Krisis Energi 2026 Mengintai, Ini Daftar Lengkap Emergency Bag Keluarga untuk Bertahan 72 Jam

Senin 02-03-2026,03:00 WIB
Reporter : Rian Sumeks
Editor : Rian Sumeks

Kotak P3K dasar harus berisi plester, perban, antiseptik, obat diare, obat pereda nyeri, masker, serta obat pribadi bagi anggota keluarga dengan kondisi khusus, termasuk anak-anak dan lansia. Termometer juga diperlukan untuk memantau kondisi kesehatan.

Perlengkapan kebersihan seperti sabun padat, tisu basah, pasta gigi, pembalut, dan hand sanitizer penting untuk mencegah infeksi, terutama dalam kondisi lingkungan padat atau lembap.

Dokumen dan Keuangan

Seluruh dokumen penting seperti KTP, Kartu Keluarga, akta kelahiran, kartu BPJS, serta surat penting lainnya perlu disalin dan dilaminasi atau disimpan dalam map plastik kedap air.

Ketersediaan uang tunai pecahan kecil senilai Rp500 ribu hingga Rp1 juta menjadi langkah antisipatif apabila sistem pembayaran digital terganggu. Kartu debit dengan saldo terisi juga dapat menjadi opsi cadangan.

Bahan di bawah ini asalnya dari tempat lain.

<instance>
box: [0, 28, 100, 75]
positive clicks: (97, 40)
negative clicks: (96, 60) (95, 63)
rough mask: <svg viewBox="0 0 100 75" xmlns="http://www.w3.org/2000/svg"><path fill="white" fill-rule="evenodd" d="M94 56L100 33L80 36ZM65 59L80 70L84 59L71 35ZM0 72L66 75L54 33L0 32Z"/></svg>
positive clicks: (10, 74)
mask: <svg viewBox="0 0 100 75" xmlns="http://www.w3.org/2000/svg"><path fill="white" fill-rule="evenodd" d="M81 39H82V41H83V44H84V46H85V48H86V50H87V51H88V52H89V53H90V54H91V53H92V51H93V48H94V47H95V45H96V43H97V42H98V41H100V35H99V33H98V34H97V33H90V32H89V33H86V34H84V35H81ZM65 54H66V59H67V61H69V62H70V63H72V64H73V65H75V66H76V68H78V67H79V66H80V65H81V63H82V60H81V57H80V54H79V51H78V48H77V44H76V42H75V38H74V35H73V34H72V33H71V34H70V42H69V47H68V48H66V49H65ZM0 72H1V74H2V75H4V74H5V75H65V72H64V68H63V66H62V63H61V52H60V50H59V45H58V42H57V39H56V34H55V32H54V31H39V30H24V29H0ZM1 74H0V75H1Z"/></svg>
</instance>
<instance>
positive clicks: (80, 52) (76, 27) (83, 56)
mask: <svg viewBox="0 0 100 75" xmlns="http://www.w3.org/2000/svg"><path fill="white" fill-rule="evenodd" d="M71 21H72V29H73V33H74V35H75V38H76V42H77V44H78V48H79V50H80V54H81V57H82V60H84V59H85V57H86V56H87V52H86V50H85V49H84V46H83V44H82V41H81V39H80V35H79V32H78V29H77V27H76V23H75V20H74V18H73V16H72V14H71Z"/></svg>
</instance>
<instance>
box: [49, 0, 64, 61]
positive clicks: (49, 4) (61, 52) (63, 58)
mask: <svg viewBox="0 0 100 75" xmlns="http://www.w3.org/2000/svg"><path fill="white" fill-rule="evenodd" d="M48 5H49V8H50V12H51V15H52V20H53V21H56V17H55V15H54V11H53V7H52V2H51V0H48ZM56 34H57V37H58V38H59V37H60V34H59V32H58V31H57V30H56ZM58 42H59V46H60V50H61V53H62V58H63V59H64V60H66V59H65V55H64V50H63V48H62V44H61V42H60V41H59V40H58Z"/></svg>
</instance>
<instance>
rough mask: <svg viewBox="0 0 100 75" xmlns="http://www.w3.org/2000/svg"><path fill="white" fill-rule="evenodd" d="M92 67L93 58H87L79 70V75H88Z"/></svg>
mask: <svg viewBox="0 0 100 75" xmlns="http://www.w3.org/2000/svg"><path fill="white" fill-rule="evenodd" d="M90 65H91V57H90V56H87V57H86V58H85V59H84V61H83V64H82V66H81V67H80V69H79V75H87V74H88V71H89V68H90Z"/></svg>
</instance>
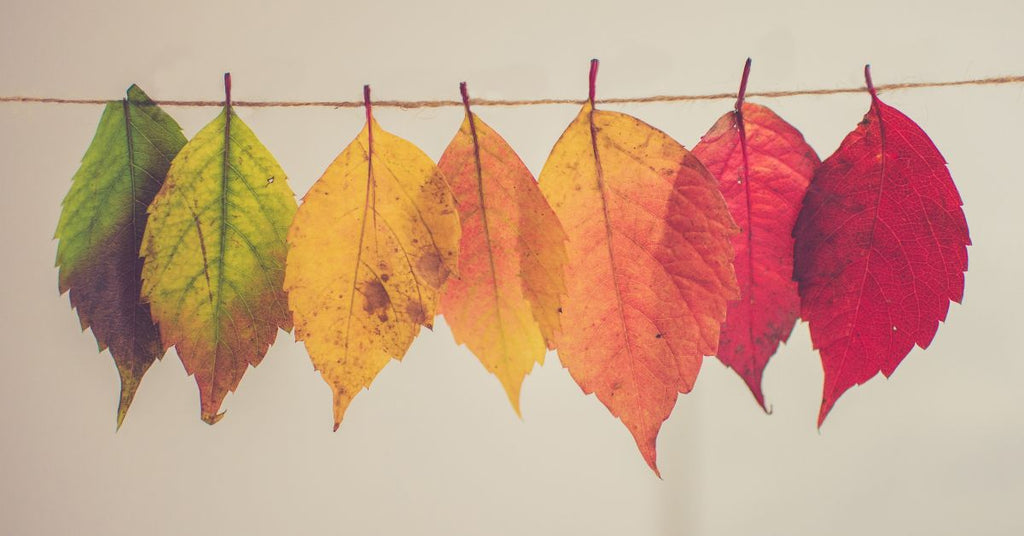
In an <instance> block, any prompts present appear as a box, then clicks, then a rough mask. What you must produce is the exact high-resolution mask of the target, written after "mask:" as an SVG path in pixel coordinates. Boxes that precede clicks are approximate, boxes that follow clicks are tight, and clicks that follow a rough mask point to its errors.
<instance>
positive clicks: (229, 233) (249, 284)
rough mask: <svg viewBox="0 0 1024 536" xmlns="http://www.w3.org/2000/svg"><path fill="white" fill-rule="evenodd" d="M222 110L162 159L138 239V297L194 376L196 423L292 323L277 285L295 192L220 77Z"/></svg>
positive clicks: (283, 172) (214, 410) (217, 416)
mask: <svg viewBox="0 0 1024 536" xmlns="http://www.w3.org/2000/svg"><path fill="white" fill-rule="evenodd" d="M224 88H225V95H226V99H225V105H224V110H223V112H222V113H221V114H220V115H219V116H217V118H216V119H214V120H213V121H212V122H210V124H208V125H207V126H205V127H204V128H203V129H202V130H200V131H199V133H198V134H196V136H195V137H194V138H193V139H191V140H190V141H188V143H187V145H186V146H185V147H184V149H182V150H181V153H179V154H178V156H177V157H176V158H175V159H174V161H173V162H172V163H171V169H170V172H169V173H168V175H167V181H166V182H165V183H164V187H163V189H161V191H160V193H159V194H158V195H157V198H156V199H155V200H154V201H153V205H152V206H151V207H150V224H148V226H147V228H146V230H145V236H144V237H143V238H142V256H144V257H145V264H144V265H143V269H142V282H143V284H142V295H143V297H144V298H145V299H146V300H148V301H150V305H151V307H152V310H153V317H154V319H156V320H157V322H158V323H159V325H160V333H161V335H162V336H163V339H164V345H165V346H167V347H170V346H171V345H174V346H175V348H176V349H177V353H178V356H179V357H180V358H181V363H182V364H183V365H184V367H185V371H187V372H188V374H189V375H195V376H196V382H197V383H198V384H199V391H200V400H201V402H202V417H203V420H205V421H207V422H209V423H210V424H213V423H214V422H216V421H217V420H219V419H220V418H221V417H222V416H223V414H222V413H218V412H219V410H220V405H221V403H222V402H223V400H224V397H225V396H227V393H228V391H232V390H234V389H236V388H237V387H238V385H239V381H240V380H241V379H242V375H243V374H244V373H245V371H246V369H247V368H249V366H250V365H252V366H254V367H255V366H256V365H258V364H259V362H260V361H262V359H263V356H264V355H265V354H266V351H267V348H268V347H269V346H270V344H271V343H273V340H274V339H275V338H276V336H278V328H279V327H280V328H282V329H284V330H286V331H288V330H291V325H292V322H291V318H290V317H289V315H288V308H287V306H286V299H287V298H286V296H285V293H284V291H283V290H282V279H283V277H284V272H285V255H286V251H287V243H286V241H285V235H286V232H287V230H288V225H289V223H290V222H291V220H292V215H293V214H294V213H295V208H296V206H295V205H296V204H295V195H294V194H293V193H292V190H291V189H290V188H289V185H288V180H287V176H286V175H285V172H284V171H283V170H282V169H281V166H280V165H278V162H276V161H275V160H274V159H273V156H272V155H270V153H269V152H268V151H267V150H266V148H265V147H263V145H262V143H260V141H259V139H257V138H256V135H255V134H253V132H252V130H250V129H249V127H248V126H247V125H246V124H245V123H244V122H243V121H242V119H241V118H239V117H238V116H237V115H234V111H233V110H232V109H231V102H230V77H229V75H226V74H225V75H224Z"/></svg>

Daftar kontak darurat, termasuk nomor keluarga inti, pengurus RT/RW, serta rumah sakit terdekat, harus dicetak dan disimpan secara fisik.

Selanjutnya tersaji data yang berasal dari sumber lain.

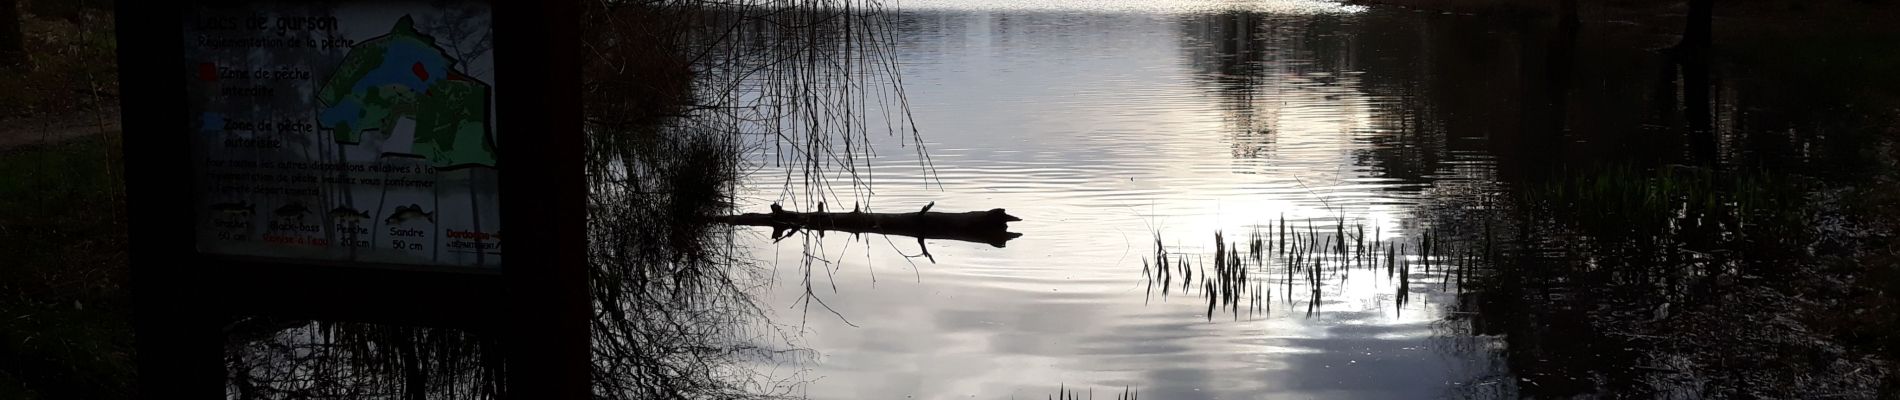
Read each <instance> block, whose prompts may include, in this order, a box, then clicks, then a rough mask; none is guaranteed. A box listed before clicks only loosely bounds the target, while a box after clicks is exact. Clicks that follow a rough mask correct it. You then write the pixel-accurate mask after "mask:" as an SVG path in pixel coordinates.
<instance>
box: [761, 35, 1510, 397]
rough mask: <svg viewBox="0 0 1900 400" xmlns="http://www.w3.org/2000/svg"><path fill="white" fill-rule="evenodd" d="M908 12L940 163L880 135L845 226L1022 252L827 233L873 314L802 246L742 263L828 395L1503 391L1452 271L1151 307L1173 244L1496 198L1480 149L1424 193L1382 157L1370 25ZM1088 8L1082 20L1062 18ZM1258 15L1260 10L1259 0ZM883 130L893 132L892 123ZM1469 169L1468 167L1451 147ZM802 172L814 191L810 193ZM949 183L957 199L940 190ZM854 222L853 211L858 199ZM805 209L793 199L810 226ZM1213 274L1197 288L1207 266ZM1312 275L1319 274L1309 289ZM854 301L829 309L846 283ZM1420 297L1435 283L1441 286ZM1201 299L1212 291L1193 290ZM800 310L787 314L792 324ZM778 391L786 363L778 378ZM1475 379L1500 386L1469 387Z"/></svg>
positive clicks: (1438, 392)
mask: <svg viewBox="0 0 1900 400" xmlns="http://www.w3.org/2000/svg"><path fill="white" fill-rule="evenodd" d="M1001 4H1005V2H997V4H992V2H950V0H933V2H902V8H904V9H906V11H904V13H902V17H901V25H899V32H897V40H899V55H897V57H899V61H901V63H902V80H904V89H906V95H908V99H910V104H912V112H914V118H916V123H918V127H920V129H921V131H923V136H925V140H927V148H929V157H931V163H933V165H935V174H923V169H920V167H918V159H916V157H914V154H912V152H910V148H899V138H895V136H882V135H874V136H872V142H874V144H876V146H878V154H880V157H876V159H874V161H872V165H874V167H872V178H874V184H872V190H874V191H876V193H874V195H868V197H866V195H864V193H855V195H857V197H853V193H851V191H849V190H840V195H838V197H834V199H832V203H830V209H832V210H838V209H845V207H849V203H853V201H864V203H866V205H868V207H870V209H872V210H878V212H908V210H916V207H921V205H923V203H929V201H935V203H937V207H935V210H948V212H959V210H986V209H1007V210H1009V212H1011V214H1015V216H1020V218H1024V222H1015V224H1011V231H1020V233H1024V237H1020V239H1015V241H1011V243H1009V246H1007V248H990V246H988V245H977V243H956V241H931V243H929V246H931V254H933V256H935V260H937V264H931V262H927V260H923V258H906V256H916V254H920V250H918V248H916V246H918V245H916V241H912V239H904V237H891V239H889V241H887V239H885V237H868V239H857V241H853V239H849V237H845V235H828V237H825V239H821V241H813V243H817V245H821V248H819V252H821V254H825V258H826V260H832V262H836V264H832V265H830V267H834V269H836V271H832V273H828V275H826V273H825V271H817V275H819V277H815V279H813V281H815V284H817V288H815V290H817V294H819V296H821V298H825V300H826V301H828V303H830V305H832V307H834V309H836V311H838V313H842V315H844V317H845V318H849V320H851V322H855V324H857V328H853V326H847V324H845V322H842V320H840V318H838V317H832V315H830V313H825V311H819V309H815V307H817V305H813V311H809V313H807V315H804V317H802V311H800V309H798V307H796V298H798V296H800V294H802V292H804V286H800V282H802V279H804V277H802V269H800V267H798V262H800V254H802V250H804V246H802V245H800V243H798V239H787V241H783V243H779V245H773V243H771V241H769V239H764V237H766V231H768V229H750V231H749V233H756V235H747V237H749V239H747V241H745V246H747V248H750V250H752V256H754V258H760V260H764V262H768V264H775V265H777V277H779V282H777V286H775V292H773V294H771V296H769V300H768V305H775V307H779V309H781V311H779V322H787V324H798V322H800V318H804V324H806V336H804V337H802V339H804V345H807V347H811V349H813V351H817V353H819V355H821V356H819V358H817V362H813V364H807V366H809V368H811V372H807V373H806V375H802V377H804V379H815V381H813V383H811V385H807V387H804V391H806V392H809V394H811V396H813V398H971V396H975V398H1011V396H1015V398H1043V396H1049V394H1053V392H1054V391H1056V387H1058V385H1066V387H1072V389H1075V387H1094V389H1096V391H1100V392H1117V391H1119V389H1121V387H1134V389H1138V391H1140V394H1142V396H1144V398H1264V396H1283V398H1436V396H1461V394H1469V391H1507V387H1509V385H1511V383H1509V379H1503V381H1501V383H1499V381H1493V379H1495V377H1499V375H1501V372H1499V370H1501V360H1497V356H1495V355H1493V353H1492V351H1490V349H1492V347H1493V345H1495V343H1492V341H1490V339H1484V337H1469V336H1461V334H1457V332H1465V330H1467V328H1463V322H1457V320H1446V318H1444V307H1446V305H1448V303H1454V301H1457V300H1455V286H1450V288H1452V292H1454V294H1446V292H1440V290H1438V288H1440V281H1436V279H1438V277H1442V275H1436V273H1435V275H1416V277H1412V284H1414V288H1416V292H1414V294H1412V296H1410V298H1412V300H1410V301H1408V303H1404V305H1398V303H1397V301H1395V292H1397V290H1395V288H1397V284H1398V282H1397V281H1395V279H1387V277H1385V273H1383V271H1370V269H1353V271H1349V273H1347V275H1345V277H1343V282H1341V281H1336V277H1334V279H1328V281H1326V282H1324V286H1322V296H1321V303H1319V307H1317V309H1319V313H1313V315H1311V317H1309V315H1307V313H1305V311H1307V301H1311V300H1309V298H1307V292H1309V290H1307V286H1303V284H1305V282H1303V281H1302V282H1300V284H1302V286H1296V288H1294V290H1292V294H1294V296H1286V294H1288V292H1284V271H1283V269H1277V267H1275V269H1271V271H1269V273H1267V284H1271V286H1273V292H1271V296H1273V300H1271V303H1269V307H1271V309H1269V311H1267V313H1265V315H1246V313H1243V315H1241V317H1239V320H1235V318H1233V317H1231V315H1226V317H1224V315H1220V313H1216V315H1214V317H1212V320H1208V318H1207V315H1205V313H1207V309H1205V301H1203V300H1201V298H1199V296H1195V294H1178V292H1176V294H1172V296H1169V298H1161V296H1159V294H1153V296H1150V294H1148V282H1146V281H1144V279H1142V275H1140V267H1142V260H1144V258H1151V252H1153V235H1155V233H1157V231H1159V235H1161V237H1163V243H1165V245H1169V250H1170V252H1174V254H1189V258H1195V254H1199V258H1201V260H1197V262H1195V264H1197V265H1199V264H1207V267H1208V269H1212V260H1207V258H1210V256H1208V254H1212V246H1214V231H1226V235H1227V239H1229V241H1239V239H1245V237H1246V235H1248V231H1252V229H1254V226H1256V224H1269V222H1277V220H1279V218H1283V216H1284V218H1286V220H1288V222H1290V224H1294V226H1296V227H1302V229H1303V227H1305V220H1307V218H1315V220H1326V222H1322V224H1330V220H1332V218H1338V216H1340V214H1343V216H1347V218H1349V220H1351V224H1366V231H1368V233H1370V231H1372V229H1374V226H1378V227H1379V231H1381V233H1383V237H1385V239H1398V237H1402V235H1408V233H1412V231H1416V224H1417V222H1416V216H1414V212H1416V210H1417V209H1421V207H1429V203H1440V201H1465V199H1459V193H1480V191H1484V186H1488V182H1490V180H1488V174H1490V173H1492V171H1493V169H1492V167H1490V161H1488V159H1486V157H1484V155H1474V154H1473V155H1457V157H1454V159H1438V161H1440V163H1448V165H1457V167H1455V169H1452V171H1457V173H1455V174H1450V176H1431V180H1427V182H1419V180H1400V178H1385V176H1387V174H1385V173H1383V171H1379V167H1376V165H1372V163H1368V161H1366V154H1368V152H1370V150H1372V148H1378V146H1404V142H1398V140H1381V138H1385V136H1393V135H1404V133H1402V131H1404V123H1406V121H1404V116H1383V114H1381V110H1387V108H1379V106H1381V104H1391V102H1404V100H1408V99H1404V97H1398V95H1372V91H1368V89H1366V87H1364V82H1362V78H1364V72H1362V70H1360V68H1359V64H1360V63H1372V61H1364V59H1355V57H1353V51H1347V49H1349V47H1351V45H1355V38H1353V32H1355V30H1351V28H1349V27H1351V25H1355V23H1357V19H1359V15H1353V11H1360V9H1357V8H1341V6H1328V4H1319V2H1250V4H1256V6H1248V8H1245V9H1243V8H1237V6H1233V4H1235V2H1165V4H1159V6H1155V4H1150V2H1112V4H1110V6H1100V4H1104V2H1079V4H1083V6H1075V4H1077V2H1007V4H1013V6H1007V8H1005V6H1001ZM1056 4H1070V6H1056ZM1262 4H1264V6H1262ZM874 123H882V121H874ZM1454 155H1455V154H1454ZM794 180H796V178H794ZM783 182H785V173H783V169H773V167H766V169H764V173H758V174H752V176H750V182H749V184H747V186H745V188H741V205H739V207H741V210H747V212H756V210H762V209H766V205H768V203H771V201H785V203H787V205H788V207H790V203H792V201H794V199H802V195H796V193H787V191H785V186H783ZM939 184H940V188H939ZM840 205H842V207H840ZM807 207H809V205H800V207H790V209H807ZM1197 275H1199V271H1197ZM1296 281H1300V279H1296ZM832 286H836V292H832ZM1423 286H1431V288H1429V290H1427V288H1423ZM1195 292H1199V288H1195ZM787 307H790V309H787ZM781 375H783V373H781ZM1473 387H1480V389H1473Z"/></svg>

Perlengkapan Perlindungan Tambahan

Setiap anggota keluarga disarankan menyiapkan pakaian ganti berbahan cepat kering, jas hujan, dan selimut thermal tipis. Peluit dapat digunakan untuk memberi sinyal bantuan, sementara pisau lipat multifungsi, tali paracord, dan kantong sampah besar berguna untuk kebutuhan teknis darurat.

Lilin parafin dengan wadah aman serta lampu LED tenaga surya dapat menjadi alternatif penerangan tambahan.

Penyesuaian untuk Keluarga di Malang

Bagi keluarga yang tinggal di Malang, kondisi cuaca tropis lembap perlu menjadi pertimbangan. Gunakan tas ransel berbahan tahan air dan tambahkan silica gel untuk mencegah kelembapan merusak dokumen atau makanan. Pilih pakaian berbahan ringan, cepat kering, dan tidak mudah berjamur.

Tas siaga harus disimpan di lokasi mudah dijangkau, seperti dekat pintu utama, serta diperiksa secara berkala minimal setiap enam bulan untuk memastikan makanan belum kedaluwarsa, baterai masih berfungsi, dan perlengkapan tetap lengkap.

Kesiapsiagaan bukan bentuk kepanikan, melainkan langkah preventif menghadapi ketidakpastian. Dalam konteks krisis energi, kemandirian keluarga selama 72 jam pertama dapat menjadi penentu keselamatan sebelum sistem kembali stabil.